Review in Small Batches
Reviewing 20 test cases at once leads to review fatigue and declining quality. If an author submits a batch, the reviewer should work through them in groups of 3-5 with short breaks in between.
Establish Review Standards
Document what "good enough" means for your team. Not every test case needs the same level of scrutiny:
- •Critical path tests (login, checkout, payment): Thorough review with attention to edge cases and error handling
- •Low-risk tests (UI text, tooltip content): Quick review focused on clarity and basic structure
Having explicit standards prevents debates about when a test case is "done" and helps new reviewers calibrate quickly.

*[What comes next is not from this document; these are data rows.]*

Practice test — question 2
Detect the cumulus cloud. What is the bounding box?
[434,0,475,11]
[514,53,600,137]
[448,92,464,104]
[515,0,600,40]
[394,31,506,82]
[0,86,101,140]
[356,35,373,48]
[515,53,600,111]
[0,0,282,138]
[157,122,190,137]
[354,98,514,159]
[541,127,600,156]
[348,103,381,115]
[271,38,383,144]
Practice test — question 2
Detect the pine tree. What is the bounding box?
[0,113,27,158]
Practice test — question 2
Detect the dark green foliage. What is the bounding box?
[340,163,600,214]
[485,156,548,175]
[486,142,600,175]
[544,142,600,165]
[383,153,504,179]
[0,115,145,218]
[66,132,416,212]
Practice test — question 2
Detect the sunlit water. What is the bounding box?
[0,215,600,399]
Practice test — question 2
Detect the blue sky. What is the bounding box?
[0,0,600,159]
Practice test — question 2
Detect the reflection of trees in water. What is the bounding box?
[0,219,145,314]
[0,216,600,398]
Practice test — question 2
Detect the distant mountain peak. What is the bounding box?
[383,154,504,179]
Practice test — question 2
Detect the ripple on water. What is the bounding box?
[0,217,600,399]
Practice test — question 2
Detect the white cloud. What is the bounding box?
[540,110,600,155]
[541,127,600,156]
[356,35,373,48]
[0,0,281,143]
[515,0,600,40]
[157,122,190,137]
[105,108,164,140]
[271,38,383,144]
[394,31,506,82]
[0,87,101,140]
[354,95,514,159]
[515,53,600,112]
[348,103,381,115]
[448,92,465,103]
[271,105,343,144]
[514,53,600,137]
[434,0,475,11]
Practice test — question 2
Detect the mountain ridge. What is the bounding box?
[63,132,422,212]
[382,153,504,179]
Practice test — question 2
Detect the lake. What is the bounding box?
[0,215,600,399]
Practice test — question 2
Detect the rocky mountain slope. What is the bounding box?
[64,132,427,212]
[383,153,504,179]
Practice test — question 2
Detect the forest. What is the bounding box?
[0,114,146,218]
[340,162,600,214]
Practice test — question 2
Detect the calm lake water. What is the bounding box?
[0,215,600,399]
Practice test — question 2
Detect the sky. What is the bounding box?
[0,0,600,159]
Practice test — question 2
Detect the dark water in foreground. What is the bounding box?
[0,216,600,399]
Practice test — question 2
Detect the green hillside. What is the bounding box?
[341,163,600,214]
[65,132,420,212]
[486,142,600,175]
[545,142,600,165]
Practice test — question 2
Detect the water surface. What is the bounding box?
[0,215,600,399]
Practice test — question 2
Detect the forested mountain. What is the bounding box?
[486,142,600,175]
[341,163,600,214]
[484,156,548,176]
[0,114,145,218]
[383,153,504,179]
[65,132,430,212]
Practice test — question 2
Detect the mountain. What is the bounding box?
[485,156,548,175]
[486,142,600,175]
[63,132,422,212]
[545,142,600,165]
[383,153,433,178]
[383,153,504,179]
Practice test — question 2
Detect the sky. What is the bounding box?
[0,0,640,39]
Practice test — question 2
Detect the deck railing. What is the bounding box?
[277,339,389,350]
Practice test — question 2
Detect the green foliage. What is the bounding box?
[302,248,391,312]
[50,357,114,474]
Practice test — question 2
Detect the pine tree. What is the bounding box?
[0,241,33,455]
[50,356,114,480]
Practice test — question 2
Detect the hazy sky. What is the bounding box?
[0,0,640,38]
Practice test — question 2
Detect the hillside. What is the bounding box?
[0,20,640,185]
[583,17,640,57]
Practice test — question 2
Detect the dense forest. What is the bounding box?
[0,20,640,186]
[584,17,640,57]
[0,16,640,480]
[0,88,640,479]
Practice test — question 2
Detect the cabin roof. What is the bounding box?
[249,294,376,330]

Do Not Skip Reviews for Urgency
It is tempting to bypass the review process when a release deadline is tight. Resist this. An unreviewed test case that misses a critical scenario costs more time than the review would have taken. If timing is a concern, do a lightweight review (focus on completeness and expected results) rather than no review at all.
Use Reviews as a Teaching Tool
For teams with mixed experience levels, reviews are an opportunity for mentorship. Senior testers can explain why they request specific changes, helping junior testers internalize quality standards. Over time, the number of review rounds per test case should decrease as the team's skills level up.
Frequently Asked Questions
Is the review workflow mandatory?
No. The review workflow is optional. You can create test cases and include them in test cycles without going through a review. However, for teams that need quality control or compliance documentation, the review workflow provides a structured approval process with a full audit trail.
Can a test case be executed while it is in review?
Test cases that are in review status have not yet been approved. The review workflow is designed as a quality gate before execution. Approve the test case first, then include it in a test cycle for execution.
How do I attach evidence like screenshots to a review?
BesTest does not support direct screenshot attachment. Instead, create or link a Jira issue from the test case and attach screenshots and other evidence to the Jira issue. This integrates naturally with your existing Jira workflow and keeps evidence accessible to the broader team.